Rielezione di Xi Jinping e posizione della Cina sulla soluzione politica della crisi Ucraina

Il 10 marzo 2023 Xi Jinping è stato rieletto all’unanimità Presidente della Repubblica Popolare Cinese (RPC) e presidente della Commissione militare centrale durante la sessione  del XIV Congresso nazionale del popolo. Quasi 3.000 membri del Parlamento hanno votato nella Grande Sala del Popolo.

La votazione è durata circa un’ora e il conteggio elettronico è stato completato in circa 15 minuti. In questo modo Xi, divenuto Presidente nel 2013, diventa il Presidente con la più lunga durata in carica della Repubblica Popolare Cinese a partire dalla sua fondazione nel 1945.

Dopo la votazione, Xi ha prestato giuramento sulla Costituzione cinese.  Allo stesso modo, la Camera legislativa ha eletto anche il nuovo presidente della stessa Assemblea Nazionale del Popolo, Zhao Leji – già capo della Commissione Centrale per l’Ispezione Disciplinare, l’organo che si occupa dei funzionari corrotti – e Han Zheng come nuovo vicepresidente della Cina. I legislatori hanno anche approvato una proposta per ristrutturare il Consiglio di Stato, il più alto organo esecutivo del governo cinese.

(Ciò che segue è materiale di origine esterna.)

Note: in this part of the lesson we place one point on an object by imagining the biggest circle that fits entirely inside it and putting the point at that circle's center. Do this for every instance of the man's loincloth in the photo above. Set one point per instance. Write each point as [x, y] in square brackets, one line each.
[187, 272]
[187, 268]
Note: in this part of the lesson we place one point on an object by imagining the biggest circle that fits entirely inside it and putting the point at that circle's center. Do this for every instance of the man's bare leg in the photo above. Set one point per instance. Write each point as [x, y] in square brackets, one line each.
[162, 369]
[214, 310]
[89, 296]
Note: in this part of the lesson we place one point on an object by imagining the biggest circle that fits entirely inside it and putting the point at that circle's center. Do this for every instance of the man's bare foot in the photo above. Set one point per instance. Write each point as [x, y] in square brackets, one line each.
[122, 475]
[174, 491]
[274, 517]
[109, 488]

Prima di tale importante evento istituzionale, venerdì 24 febbraio, a un anno esatto dallo scoppio delle ostilità tra Russia ed Ucraina, il Ministero degli Esteri di Pechino aveva diffuso un documento contenente la “Posizione della Cina sulla soluzione politica della crisi Ucraina”. Il documento era composto da 12 punti e proponeva la Repubblica Popolare Cinese come possibile mediatrice tra le parti in conflitto puntando anche a rafforzare l’immagine del Paese a livello internazionale.

Attraverso tale documento, il governo del presidente Xi Jinping ribadiva la pretesa della Cina di rimanere neutrale. Il documento aveva fin da subito suscitato lo scetticismo sulla posizione di Pechino da parte degli USA. Infatti, Washington sosteneva che la Cina si era impegnata a fornire assistenza non letale a sostegno dello sforzo bellico del presidente russo Vladimir Putin e affermava di essere in possesso di informazioni secondo le quali Pechino fosse in procinto di “considerare di fornire un supporto letale”.

La Cina aveva subito definito tale accusa una “diffamazione” sottolineando la mancanza di prove. Molti dei 12 punti proposti da Pechino – secondo gli USA- si presentavano come generali e non contenevano proposte specifiche.

Senza menzionare né la Russia né l’Ucraina, il documento apriva affermando che la sovranità di tutti i paesi doveva essere rispettata e poi la proposta cinese chiedeva un cessate il fuoco e colloqui di pace nonché la fine delle sanzioni contro la Russia.

La Cina attribuiva la responsabilità delle sanzioni ad altri “paesi rilevanti” senza nominarli. Tali paesi, si affermava nel documento, “dovrebbero smetterla di abusare delle sanzioni unilaterali” e “fare la loro parte per ridurre la crisi ucraina”. La proposta condannava anche una “mentalità da guerra fredda”, un termine che spesso nel linguaggio politico cinese si riferisce agli Stati Uniti e all’alleanza militare USA-Europa NATO.

“La sicurezza di una regione non dovrebbe essere raggiunta rafforzando o espandendo i blocchi militari”, sosteneva la proposta.

Altri punti richiedevano un cessate il fuoco, colloqui di pace, protezione per i prigionieri di guerra e interruzione degli attacchi contro i civili, oltre al mantenimento della sicurezza delle centrali nucleari e alla facilitazione delle esportazioni di grano. Nel complesso, però, i dodici punti rappresentavano una serie di principi e linee guida su cui strutturare una possibile risoluzione del conflitto e non un articolato e concreto piano di pace. Nel documento, infatti, non si menzionavano le azioni da compiere in direzione del cessate il fuoco, così come, in buona sostanza, venivano aggirate le condizioni fondamentali che Kiev chiedeva per sedersi ai negoziati, quali il ritiro delle truppe russe e filorusse da Donbass e Crimea. Complessivamente si trattava di 12 punti che ricalcavano quanto espresso nella Global Security Initiative, formalizzata dalla Cina il 21 febbraio scorso con l’obiettivo di ribadire i principi generali che muovono l’azione esterna cinese. Tra questi, spicca il richiamo alla cooperazione, l’importanza dell’integrità territoriale e il rispetto del diritto internazionale. Tali principi puntano a proporre Pechino come  leader credibile dal punto di vista diplomatico e della sicurezza internazionale, ma soprattutto auspicano la promozione di un nuovo ordine multilaterale in aperta contrapposizione a quello attuale, percepito come a guida statunitense.